On September 2013, the ILO published a new report on the child labour around the globe. The study shows that nearly 168 million children are in a work situation, whilst there were 245 millions of them in 2000. The number of children engaging in activities that put their health, their safety or their moral development in danger has even been halved during the same period.
Mirela Schuteriqi, Tdh’s specialist in protection against exploitation and child trafficking, says: “This report confirms the validity of Tdh’s in-field strategy. It identifies Sub-Saharan Africa as the region where child labour is most widespread (one child in five), and it is in this area that most of our projects for fighting child exploitation are implemented.”
The report also shows that although the main proportion of children’s work is in agriculture, the number of children exploited in the sectors of service and industry is on the rise.
All over the world, Tdh protects working children
The fight against child labour is one of the pillars of Tdh’s programme for protection. Everywhere, all too many children are forced to do hard or dangerous work for a derisory or nonexistent wage. Our Foundation runs numerous programmes, in particular in Morocco, Haiti and Burkina Faso, to come to their aid.
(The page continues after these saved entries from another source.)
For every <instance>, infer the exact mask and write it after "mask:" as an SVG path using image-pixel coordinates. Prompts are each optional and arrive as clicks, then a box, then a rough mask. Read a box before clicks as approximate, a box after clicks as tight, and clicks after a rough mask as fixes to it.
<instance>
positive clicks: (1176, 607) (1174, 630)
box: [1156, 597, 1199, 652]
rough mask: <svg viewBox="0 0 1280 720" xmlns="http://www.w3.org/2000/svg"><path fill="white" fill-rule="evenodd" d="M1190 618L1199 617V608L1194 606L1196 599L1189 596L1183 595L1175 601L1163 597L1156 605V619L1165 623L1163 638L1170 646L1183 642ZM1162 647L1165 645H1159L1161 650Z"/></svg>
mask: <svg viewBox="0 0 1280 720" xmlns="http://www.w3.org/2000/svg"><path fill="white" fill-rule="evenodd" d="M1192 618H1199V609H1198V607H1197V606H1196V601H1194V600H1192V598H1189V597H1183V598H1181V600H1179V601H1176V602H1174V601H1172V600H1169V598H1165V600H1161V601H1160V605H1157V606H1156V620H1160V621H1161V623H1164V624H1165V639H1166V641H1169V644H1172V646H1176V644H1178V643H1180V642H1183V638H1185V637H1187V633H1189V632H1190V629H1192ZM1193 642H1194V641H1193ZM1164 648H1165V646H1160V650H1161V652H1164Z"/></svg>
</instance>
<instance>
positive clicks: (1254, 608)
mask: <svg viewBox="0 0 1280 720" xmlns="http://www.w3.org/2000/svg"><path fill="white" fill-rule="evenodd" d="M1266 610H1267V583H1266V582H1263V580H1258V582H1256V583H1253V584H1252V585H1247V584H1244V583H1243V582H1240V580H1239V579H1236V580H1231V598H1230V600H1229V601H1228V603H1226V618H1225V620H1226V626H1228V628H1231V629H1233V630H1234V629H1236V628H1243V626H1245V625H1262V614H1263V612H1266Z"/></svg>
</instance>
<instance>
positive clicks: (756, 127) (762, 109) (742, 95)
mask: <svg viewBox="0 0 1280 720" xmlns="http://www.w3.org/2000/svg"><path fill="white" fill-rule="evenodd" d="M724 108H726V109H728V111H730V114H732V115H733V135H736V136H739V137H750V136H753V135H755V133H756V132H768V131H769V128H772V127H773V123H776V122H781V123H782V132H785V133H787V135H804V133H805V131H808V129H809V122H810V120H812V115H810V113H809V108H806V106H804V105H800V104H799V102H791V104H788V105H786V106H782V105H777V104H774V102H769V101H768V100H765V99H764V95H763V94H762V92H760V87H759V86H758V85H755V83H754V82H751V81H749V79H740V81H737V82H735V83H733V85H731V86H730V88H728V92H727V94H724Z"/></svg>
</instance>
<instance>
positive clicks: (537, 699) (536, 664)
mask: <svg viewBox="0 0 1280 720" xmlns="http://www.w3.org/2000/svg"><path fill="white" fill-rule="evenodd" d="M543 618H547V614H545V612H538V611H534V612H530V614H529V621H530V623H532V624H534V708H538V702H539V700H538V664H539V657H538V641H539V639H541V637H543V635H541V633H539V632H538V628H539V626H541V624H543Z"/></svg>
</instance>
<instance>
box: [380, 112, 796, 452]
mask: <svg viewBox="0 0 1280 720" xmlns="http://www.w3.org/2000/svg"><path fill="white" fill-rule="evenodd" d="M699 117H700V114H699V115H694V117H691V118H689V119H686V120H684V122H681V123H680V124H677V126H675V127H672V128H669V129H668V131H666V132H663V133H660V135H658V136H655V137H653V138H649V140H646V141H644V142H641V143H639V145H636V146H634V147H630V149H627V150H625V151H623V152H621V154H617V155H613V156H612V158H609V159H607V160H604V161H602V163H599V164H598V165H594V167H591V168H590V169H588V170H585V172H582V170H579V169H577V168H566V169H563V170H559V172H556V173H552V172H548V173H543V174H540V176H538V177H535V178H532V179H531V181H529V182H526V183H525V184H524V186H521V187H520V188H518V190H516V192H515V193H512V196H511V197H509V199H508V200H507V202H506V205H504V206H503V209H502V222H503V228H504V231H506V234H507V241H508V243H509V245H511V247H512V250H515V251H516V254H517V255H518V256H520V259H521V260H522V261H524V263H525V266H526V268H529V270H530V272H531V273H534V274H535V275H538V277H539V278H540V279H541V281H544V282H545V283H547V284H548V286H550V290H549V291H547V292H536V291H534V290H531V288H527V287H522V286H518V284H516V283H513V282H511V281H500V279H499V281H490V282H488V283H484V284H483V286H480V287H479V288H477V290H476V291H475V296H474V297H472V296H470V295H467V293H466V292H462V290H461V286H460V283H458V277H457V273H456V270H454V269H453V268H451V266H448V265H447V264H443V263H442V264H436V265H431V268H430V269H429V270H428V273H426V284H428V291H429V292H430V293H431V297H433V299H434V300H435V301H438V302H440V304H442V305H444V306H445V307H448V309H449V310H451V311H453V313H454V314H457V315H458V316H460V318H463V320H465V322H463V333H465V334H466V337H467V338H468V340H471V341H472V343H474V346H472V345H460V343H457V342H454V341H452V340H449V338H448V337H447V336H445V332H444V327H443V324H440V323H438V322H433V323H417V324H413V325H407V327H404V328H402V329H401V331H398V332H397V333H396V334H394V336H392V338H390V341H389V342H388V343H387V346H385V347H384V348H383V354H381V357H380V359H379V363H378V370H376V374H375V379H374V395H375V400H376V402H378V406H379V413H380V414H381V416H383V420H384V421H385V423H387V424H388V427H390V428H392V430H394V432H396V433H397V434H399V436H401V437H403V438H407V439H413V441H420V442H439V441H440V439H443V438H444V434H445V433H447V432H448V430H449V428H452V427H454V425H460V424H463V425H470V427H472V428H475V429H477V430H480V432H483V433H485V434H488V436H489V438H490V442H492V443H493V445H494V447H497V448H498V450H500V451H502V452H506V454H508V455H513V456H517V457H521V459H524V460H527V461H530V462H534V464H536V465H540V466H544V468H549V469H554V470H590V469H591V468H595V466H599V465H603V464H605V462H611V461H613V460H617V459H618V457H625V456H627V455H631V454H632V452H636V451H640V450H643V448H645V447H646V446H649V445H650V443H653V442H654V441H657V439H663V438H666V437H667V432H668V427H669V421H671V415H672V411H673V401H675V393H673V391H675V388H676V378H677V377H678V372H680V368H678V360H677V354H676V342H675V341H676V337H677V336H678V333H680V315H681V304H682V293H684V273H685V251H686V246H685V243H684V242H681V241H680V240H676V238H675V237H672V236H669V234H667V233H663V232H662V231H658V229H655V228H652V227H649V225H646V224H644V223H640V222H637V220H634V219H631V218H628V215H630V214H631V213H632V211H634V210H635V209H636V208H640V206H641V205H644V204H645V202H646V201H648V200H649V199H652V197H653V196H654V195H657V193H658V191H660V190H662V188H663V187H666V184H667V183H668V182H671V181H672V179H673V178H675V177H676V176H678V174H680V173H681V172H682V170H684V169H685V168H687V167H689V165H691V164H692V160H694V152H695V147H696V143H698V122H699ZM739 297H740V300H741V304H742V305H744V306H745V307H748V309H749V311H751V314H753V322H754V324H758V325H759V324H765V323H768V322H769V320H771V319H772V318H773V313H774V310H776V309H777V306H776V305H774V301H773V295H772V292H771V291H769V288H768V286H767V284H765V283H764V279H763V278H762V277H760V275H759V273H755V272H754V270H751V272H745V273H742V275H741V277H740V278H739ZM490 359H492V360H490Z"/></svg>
“With these projects, Tdh seeks to assist the youngsters exploited in cotton fields, mines, stone quarries and markets, as well as young domestic workers. Our approach to offer socio-economic assistance and to encourage education is clearly recognized as the way to get things done, according to the report”, notes Mirela Schuteriqi.
The fight goes on
In spite of the encouraging results displayed by the ILO report, we may not forget that there are still 85 million youngsters throughout the world who are in a dangerous work situation. Our common aim is that, in the near future, this figure will fall to zero.